[해외 DS] “빌보드 HOT 100”, 이제는 인공지능으로 예측한다?

매일 쏟아지는 신곡들, 97% 정확도로 히트곡 예측하는 AI 등장 신경과학과 인공지능의 만남으로 이뤄낸 혁신 일각에선 적은 표본 수, 웨어러블 기기의 한계, 윤리성 문제 등 연구에 대한 지적도

10
pabii research

[해외DS]는 해외 유수의 데이터 사이언스 전문지들에서 전하는 업계 전문가들의 의견을 담았습니다. 저희 데이터 사이언스 경영 연구소 (MDSA R&D)에서 영어 원문 공개 조건으로 콘텐츠 제휴가 진행 중입니다.


매일 새로운 곡은 셀 수 없이 쏟아지는 가운데, 최근 어떤 곡이 이른바 ‘빌보드 차트’에 오르게 될지 예측하는 AI 알고리즘이 공개돼 세간의 주목을 받고 있다.

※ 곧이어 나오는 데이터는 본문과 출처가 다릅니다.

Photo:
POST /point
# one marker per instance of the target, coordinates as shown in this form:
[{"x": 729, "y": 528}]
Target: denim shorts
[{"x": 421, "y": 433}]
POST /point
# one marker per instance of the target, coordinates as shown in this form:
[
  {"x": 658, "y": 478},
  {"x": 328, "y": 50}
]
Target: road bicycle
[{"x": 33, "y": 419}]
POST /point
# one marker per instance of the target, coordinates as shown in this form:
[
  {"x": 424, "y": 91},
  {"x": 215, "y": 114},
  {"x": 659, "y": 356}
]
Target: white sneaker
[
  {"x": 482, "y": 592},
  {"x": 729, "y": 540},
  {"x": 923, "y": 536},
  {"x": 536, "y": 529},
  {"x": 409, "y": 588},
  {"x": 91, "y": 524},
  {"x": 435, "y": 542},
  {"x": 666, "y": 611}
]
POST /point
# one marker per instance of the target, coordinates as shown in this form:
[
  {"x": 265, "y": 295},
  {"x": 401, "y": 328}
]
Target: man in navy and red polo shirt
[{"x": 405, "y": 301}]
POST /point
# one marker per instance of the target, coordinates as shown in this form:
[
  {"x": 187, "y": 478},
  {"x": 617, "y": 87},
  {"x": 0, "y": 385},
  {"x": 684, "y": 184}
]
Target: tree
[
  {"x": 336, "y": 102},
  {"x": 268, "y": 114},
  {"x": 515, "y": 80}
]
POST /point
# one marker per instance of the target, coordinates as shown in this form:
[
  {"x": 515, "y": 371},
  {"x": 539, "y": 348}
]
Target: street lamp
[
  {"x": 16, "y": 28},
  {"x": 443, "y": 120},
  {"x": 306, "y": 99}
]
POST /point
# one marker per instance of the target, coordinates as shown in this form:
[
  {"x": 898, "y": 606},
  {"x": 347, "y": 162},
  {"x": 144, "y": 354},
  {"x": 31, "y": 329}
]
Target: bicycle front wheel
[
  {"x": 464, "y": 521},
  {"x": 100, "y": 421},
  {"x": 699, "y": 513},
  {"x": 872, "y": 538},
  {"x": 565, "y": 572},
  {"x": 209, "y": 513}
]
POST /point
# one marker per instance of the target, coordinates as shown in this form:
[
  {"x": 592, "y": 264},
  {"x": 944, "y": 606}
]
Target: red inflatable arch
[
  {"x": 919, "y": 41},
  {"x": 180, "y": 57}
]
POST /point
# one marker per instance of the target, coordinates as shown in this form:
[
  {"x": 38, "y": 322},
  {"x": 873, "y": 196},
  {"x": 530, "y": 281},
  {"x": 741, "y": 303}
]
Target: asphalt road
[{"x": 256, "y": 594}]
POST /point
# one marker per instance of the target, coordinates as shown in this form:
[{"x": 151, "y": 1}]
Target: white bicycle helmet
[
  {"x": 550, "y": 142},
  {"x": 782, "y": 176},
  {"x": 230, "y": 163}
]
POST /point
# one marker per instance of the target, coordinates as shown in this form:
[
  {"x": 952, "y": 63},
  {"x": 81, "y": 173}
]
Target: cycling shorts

지난 6월 클레어몬트 대학교 신경경제대학원 폴 잭 교수가 발표한 ‘신경생리학 및 머신러닝을 활용한 정확한 히트곡 예측’에 따르면, 청취자의 뇌 활동 데이터 기반의 비선형 패턴매칭(non-linear pattern matching) 알고리즘을 활용해 노래가 히트할지 여부를 97%의 정확도로 예측할 수 있는 것으로 나타났다.

그러나 학계에선 해당 연구의 타당성에 대해 의문을 제기하는 분위기다. 웨어러블 기기로 측정된 데이터의 오차 가능성, 적은 표본 수 등으로 인해 연구 결론을 일반화할 수 없다는 지적이다.

‘신경예측’으로 높은 정확도의 예측 가능했다

기존 음악 산업에서 AI를 활용한 움직임이 없었던 것은 아니다. 스포티파이, 애플 뮤직 등 유수 스트리밍 플랫폼 기업들은 매일 쏟아져 나오는 신곡 중 히트곡을 선별하기 위해 청취 데이터 및 알고리즘을 활용해 왔으나, 정확도는 50%를 넘기지 못하는 등 고전을 면치 못했다. 이에 일각에선 “차라리 동전을 던져 맞추는 게 낫겠다”는 우스갯소리가 나오기도 했다.

그런데 이번 폴 잭 교수가 발표한 연구는 무려 97%의 정확도로 히트곡을 예측해 업계의 눈길이 쏠린다. 해당 연구는 노래의 템포, 장르 등의 고유한 특성이 아닌, 청취자의 뇌 데이터를 기반으로 AI를 훈련 시켰다는 점에서 여타 스트리밍 플랫폼들의 기존 시도들과는 차별된다.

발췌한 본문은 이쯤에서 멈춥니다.